Forum Moderators: Robert Charlton & goodroi
I had 20,300 pages showing for a site:www.example.com search yesterday and for the past month. Today it dropped to 509 but my traffic is still pretty constant. I normally get around 4,500 - 5,000 to that site per day and today I've already got 4,000.So, either Google doesn't account for even a small percentage of my traffic (which I doubt) or the way Google stores information about my site has changed. i.e. the 20,300 pages are still there, Google will only tell me about 509 of them. As far as I can tell, I think the other pages have been supplemented.
That resonated with something that I was talking about with the crawl/index team. internetheaven, was that post about the site in your profile, or a different site? Your post aligns exactly with one thing I've seen in a couple ways. It would align even more if you were talking about a different site than the one in your profile. :) If you were talking about a different site, would mind sending the site name to bostonpubcon2006 [at] gmail.com with the subject line of "crawlpages" and the name of your site, plus the handle "internetheaven"? I'd like to check the theory.
Just to give folks an update, we've been going through the feedback and noticed one thing. We've been refreshing some (but not all) of the supplemental results. One part of the supplemental indexing system didn't return any results for [site:domain.com] (that is, a site: search with no additional terms). So that would match with fewer results being reported for site: queries but traffic not changing much. The pages are available for queries matching the supplemental results, but just adding a term or stopword to site: wouldn't automatically access those supplemental results.
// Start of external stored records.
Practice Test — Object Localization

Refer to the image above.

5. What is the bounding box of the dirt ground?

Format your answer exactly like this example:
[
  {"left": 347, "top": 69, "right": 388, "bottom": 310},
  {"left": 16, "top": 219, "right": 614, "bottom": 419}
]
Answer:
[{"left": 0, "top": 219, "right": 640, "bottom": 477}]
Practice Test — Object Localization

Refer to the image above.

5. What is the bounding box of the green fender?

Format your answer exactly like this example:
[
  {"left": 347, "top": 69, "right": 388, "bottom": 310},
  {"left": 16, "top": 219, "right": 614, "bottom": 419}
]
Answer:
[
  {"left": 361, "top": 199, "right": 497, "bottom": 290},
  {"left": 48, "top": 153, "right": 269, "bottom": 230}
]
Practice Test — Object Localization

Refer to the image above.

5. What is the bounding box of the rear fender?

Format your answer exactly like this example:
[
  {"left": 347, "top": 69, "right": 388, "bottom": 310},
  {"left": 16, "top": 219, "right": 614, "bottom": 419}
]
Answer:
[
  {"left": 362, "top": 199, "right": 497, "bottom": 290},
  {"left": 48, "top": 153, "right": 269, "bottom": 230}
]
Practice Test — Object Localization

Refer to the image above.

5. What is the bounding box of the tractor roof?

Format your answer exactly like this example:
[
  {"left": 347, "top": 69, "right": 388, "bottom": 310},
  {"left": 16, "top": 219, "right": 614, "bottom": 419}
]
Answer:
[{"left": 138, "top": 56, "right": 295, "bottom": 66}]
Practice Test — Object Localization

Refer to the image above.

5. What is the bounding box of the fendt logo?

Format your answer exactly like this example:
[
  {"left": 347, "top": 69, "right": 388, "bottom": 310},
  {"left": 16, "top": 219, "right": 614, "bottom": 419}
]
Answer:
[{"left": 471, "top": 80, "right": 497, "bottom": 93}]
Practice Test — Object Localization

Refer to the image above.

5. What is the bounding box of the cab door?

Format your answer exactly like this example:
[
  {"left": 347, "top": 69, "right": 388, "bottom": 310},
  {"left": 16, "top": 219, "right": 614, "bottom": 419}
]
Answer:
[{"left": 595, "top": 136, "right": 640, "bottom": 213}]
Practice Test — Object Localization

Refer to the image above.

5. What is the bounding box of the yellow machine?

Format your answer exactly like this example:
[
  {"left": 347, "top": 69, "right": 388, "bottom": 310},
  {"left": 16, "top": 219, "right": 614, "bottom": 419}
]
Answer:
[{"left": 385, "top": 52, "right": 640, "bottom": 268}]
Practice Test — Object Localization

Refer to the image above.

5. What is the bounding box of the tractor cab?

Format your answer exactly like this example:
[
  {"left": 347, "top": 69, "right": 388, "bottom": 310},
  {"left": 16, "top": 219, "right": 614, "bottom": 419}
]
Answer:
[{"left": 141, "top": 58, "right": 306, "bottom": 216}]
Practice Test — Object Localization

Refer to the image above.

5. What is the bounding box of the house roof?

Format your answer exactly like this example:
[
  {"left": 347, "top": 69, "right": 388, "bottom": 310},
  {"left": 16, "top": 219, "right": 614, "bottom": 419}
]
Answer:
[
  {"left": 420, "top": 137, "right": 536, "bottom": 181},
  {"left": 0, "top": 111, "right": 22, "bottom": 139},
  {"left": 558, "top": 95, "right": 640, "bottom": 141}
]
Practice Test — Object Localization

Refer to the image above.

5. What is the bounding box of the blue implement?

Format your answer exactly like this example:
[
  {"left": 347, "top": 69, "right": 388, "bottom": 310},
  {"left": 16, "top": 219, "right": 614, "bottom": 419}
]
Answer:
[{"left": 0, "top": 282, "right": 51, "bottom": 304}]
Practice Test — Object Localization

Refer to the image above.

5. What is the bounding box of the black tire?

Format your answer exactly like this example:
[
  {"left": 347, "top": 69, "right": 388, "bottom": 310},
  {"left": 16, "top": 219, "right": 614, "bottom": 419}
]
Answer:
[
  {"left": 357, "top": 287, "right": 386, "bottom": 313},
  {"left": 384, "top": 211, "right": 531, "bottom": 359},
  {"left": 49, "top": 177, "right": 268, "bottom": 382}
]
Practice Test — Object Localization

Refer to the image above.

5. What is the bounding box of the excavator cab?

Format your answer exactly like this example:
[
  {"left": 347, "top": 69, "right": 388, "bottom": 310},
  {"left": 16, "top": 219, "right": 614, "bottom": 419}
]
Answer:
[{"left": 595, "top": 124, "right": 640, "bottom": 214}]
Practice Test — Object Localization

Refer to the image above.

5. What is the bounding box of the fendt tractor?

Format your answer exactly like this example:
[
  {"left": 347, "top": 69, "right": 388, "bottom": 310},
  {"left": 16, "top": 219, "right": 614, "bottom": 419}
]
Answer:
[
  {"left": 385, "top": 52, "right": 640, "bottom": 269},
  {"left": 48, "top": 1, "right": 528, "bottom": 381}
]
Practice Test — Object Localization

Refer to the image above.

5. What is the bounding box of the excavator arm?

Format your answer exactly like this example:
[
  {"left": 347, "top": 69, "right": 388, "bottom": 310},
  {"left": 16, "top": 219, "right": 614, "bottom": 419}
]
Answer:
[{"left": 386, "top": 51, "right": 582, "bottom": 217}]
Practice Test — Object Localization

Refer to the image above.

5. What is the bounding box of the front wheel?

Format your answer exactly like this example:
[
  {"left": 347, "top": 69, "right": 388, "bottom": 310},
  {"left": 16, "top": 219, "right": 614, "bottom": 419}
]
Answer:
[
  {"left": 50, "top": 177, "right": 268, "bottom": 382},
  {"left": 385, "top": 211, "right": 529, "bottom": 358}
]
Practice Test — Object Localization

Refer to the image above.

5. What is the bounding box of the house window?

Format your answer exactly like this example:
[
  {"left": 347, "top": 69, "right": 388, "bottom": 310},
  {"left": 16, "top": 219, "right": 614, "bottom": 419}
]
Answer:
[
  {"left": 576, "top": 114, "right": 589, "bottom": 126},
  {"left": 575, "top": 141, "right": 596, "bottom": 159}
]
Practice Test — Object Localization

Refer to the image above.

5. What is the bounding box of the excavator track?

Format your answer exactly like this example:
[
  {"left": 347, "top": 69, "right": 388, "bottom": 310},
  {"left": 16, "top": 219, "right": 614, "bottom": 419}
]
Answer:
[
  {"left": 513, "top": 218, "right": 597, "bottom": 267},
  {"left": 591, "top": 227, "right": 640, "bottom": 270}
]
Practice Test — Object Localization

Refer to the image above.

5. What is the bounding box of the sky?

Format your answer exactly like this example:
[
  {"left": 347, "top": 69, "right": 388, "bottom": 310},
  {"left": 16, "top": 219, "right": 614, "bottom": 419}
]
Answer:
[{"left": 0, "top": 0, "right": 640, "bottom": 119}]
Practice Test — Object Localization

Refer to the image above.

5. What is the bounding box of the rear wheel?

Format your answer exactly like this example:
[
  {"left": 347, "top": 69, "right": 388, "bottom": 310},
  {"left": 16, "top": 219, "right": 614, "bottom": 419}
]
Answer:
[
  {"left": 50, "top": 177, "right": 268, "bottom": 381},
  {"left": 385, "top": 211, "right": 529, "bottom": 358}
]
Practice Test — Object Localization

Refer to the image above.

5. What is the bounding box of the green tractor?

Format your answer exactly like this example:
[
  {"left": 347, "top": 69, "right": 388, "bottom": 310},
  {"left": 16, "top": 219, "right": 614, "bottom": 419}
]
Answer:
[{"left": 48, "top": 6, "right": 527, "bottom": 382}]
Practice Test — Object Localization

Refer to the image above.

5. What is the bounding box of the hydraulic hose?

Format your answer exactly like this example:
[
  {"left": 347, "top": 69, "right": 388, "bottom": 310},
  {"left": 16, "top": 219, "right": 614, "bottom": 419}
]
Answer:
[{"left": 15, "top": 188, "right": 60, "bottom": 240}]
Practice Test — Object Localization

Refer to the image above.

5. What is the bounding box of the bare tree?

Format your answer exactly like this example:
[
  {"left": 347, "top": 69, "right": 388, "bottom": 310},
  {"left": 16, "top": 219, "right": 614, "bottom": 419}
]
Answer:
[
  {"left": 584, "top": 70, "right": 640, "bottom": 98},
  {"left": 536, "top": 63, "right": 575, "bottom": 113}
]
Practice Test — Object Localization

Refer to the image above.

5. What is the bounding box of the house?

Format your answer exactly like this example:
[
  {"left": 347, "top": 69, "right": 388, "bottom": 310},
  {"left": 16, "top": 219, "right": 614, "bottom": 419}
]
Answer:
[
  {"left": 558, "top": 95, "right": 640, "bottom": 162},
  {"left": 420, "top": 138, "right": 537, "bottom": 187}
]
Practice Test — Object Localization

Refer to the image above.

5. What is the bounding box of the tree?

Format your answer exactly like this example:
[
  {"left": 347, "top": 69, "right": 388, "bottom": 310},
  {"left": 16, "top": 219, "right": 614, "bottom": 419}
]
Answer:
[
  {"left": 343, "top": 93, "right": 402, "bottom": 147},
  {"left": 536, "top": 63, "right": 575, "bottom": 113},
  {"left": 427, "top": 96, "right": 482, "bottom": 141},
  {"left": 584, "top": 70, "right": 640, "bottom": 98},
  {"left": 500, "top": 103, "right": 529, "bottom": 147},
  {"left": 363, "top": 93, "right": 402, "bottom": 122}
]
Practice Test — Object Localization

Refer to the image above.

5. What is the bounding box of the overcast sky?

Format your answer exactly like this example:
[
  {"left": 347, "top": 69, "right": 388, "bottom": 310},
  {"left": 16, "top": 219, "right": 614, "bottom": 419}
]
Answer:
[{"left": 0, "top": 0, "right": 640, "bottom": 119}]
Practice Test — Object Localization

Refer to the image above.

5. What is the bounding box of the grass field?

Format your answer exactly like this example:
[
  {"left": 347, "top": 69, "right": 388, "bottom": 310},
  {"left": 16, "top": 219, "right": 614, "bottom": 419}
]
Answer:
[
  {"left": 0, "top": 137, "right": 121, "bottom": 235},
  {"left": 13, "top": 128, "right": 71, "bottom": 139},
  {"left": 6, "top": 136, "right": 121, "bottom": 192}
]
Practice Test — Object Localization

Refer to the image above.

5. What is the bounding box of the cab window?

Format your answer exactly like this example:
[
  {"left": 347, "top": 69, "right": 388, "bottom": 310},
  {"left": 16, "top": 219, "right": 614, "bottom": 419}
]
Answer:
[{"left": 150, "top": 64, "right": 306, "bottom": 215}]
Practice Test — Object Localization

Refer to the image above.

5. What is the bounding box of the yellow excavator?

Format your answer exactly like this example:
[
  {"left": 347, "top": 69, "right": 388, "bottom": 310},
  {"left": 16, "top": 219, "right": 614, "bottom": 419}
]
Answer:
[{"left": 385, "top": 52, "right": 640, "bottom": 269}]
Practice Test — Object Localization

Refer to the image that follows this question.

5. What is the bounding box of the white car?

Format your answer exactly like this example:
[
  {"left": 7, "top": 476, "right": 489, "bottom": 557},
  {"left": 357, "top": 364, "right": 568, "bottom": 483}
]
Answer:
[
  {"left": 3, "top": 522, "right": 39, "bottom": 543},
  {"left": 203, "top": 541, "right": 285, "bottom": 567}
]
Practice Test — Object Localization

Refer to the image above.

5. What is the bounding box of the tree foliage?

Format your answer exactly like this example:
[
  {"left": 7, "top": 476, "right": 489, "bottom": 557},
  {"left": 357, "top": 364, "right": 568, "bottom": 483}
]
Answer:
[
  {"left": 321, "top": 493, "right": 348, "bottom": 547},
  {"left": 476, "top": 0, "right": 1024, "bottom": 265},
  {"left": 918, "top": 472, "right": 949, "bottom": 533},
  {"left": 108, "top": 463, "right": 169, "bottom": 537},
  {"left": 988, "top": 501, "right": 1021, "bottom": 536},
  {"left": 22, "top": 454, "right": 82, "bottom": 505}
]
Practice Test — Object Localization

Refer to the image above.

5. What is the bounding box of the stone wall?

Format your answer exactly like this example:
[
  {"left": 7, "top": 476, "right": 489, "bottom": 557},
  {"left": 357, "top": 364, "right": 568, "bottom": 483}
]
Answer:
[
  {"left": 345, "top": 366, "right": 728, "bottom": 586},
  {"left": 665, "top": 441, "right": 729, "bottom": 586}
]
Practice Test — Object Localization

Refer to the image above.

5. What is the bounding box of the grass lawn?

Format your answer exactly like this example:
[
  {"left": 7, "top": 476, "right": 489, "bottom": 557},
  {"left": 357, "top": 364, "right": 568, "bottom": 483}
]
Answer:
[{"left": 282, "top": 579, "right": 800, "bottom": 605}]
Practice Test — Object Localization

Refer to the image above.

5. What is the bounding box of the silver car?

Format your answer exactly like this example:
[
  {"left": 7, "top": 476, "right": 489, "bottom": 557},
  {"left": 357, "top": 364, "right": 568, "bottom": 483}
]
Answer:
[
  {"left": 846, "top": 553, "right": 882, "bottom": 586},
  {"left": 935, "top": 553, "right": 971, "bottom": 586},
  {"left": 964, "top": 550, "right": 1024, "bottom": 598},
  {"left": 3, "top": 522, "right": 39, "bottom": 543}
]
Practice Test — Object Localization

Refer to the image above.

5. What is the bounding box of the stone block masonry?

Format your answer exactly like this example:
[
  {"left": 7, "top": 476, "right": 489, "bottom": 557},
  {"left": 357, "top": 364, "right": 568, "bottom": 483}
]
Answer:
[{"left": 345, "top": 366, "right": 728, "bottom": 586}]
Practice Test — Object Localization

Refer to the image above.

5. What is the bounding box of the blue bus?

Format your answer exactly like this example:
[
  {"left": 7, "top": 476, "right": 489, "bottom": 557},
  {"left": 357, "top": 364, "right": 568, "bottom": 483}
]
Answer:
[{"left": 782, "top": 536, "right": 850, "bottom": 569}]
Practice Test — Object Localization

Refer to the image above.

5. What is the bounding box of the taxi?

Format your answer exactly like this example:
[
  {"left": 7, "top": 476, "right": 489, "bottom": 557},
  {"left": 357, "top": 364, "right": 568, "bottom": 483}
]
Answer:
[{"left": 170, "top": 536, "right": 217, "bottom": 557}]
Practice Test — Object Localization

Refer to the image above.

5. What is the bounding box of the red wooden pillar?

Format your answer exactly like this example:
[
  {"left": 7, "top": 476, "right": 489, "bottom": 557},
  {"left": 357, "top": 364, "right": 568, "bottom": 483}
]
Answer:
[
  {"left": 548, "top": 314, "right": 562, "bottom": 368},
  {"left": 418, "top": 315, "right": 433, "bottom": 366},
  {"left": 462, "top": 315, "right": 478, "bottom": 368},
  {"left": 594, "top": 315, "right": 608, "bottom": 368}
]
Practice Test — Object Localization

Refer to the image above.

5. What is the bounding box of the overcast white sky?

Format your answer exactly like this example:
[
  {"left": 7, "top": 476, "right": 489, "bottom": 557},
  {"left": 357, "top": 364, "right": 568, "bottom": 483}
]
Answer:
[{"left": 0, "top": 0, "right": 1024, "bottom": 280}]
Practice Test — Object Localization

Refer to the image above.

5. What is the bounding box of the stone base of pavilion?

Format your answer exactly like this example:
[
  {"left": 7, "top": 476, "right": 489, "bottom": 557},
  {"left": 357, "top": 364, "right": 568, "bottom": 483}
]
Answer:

I'm checking with the crawl/index folks if this might factor into what people are seeing, and I should hear back later today or tomorrow. In the mean time, interested folks might want to check if their search traffic has gone up/down by a major amount, and see if there are fewer/more supplemental results for a site: search for their domain. Since folks outside Google couldn't force the supplemental results to return site: results, it needed a crawl/index person to notice that fact based on the feedback that we've gotten.
Anyone that wants to send more info along those lines to bostonpubcon2006 [at] gmail.com with the subject line "crawlpages" is welcome to. So you might send something like "I originally wrote about domain.com. I looked at my logs and haven't seen a major decrease in traffic; my traffic is about the same. I used to have about X% supplemental results, and now I hardly see any supplemental results with a site:domain.com query."
I've still got someone reading the bostonpubcon email alias, and I've worked with the Sitemaps team to exclude that as a factor. The crawl/index folks are reading portions of the feedback too; if there's more that I notice, I'll stop by to let you know.
[edited by: Brett_Tabke at 8:07 pm (utc) on May 8, 2006]
Not only are some sites having less pages appear in the index (these are the "experimental" and "cleanup" datacentres as far as I can tell)
Just to be crystal clear: The missing pages problems are accross all datacentres. That is, sites that are effected by the bug, see 95%+ of their pages dropped from Google's index on all datacentres (obviously there are the usual slight variations from DC to DC).
Again, I ask....what has G. proposed in order to help these webmasters? I know they have announced an email addresss for webmasters to provide examples, but what else? Anything? Hello....is anyone there?
Again, I ask....what has G. proposed in order to help these webmasters? I know they have announced an email addresss for webmasters to provide examples, but what else? Anything? Hello....is anyone there?
The simple answer is: Nothing, beyond the email address.
Google run a very tight ship when it comes to disseminating information. While this policy has many obvious advantages, it has some serious downsides as well. When a serious bug is introduced, the lack of communication, both within Google and with the outside world, can seriously hamper their ability to identify and fix the problem. Maintaining the high level of secrecy that they do, requires a great deal of "need-to-know" segmentation. I'm certain that only a very small handful of Google employees have the full picture of exactly what is going on. How many of Google's employees have a birdseye view of all of the changes encompassed by "Big Daddy"? I don't know the answer, but I'd guess it is a tiny, tiny, number. What chance then, of identifying and sorting out the current problems?
One thing I did notice, I had a bunch of old 404 pages from last august dump in the supplemental index and suddenly my good pages disappeared.
May be I am getting hit with a duplicate pentalty due to these old and outdated 404 pages caches that all the sudden showed in the index.
Well I'm shocked I got a reply to the email I sent in, basically told me I didn't have a canonical problem and suggested I used the G site maps! Although I'm not using G site maps on this site I do have my own SM which in the past have always done there job well and I really think to tell a webmaster just to use their SM is a little lame considering that prior to them dropping pages which for me started about 3 weeks ago and lack of being able to crawl sites I never had problems getting content crawled
I do agree the email didn't really offer any answers, other than use Gmaps! but I've replied back to it so it will be interesting to see if I get a more detailed reply back
Well do keep us updated if they do.
As Arubicus said, any info on whether it's something we can "fix" or it's something on their end would be heaven sent.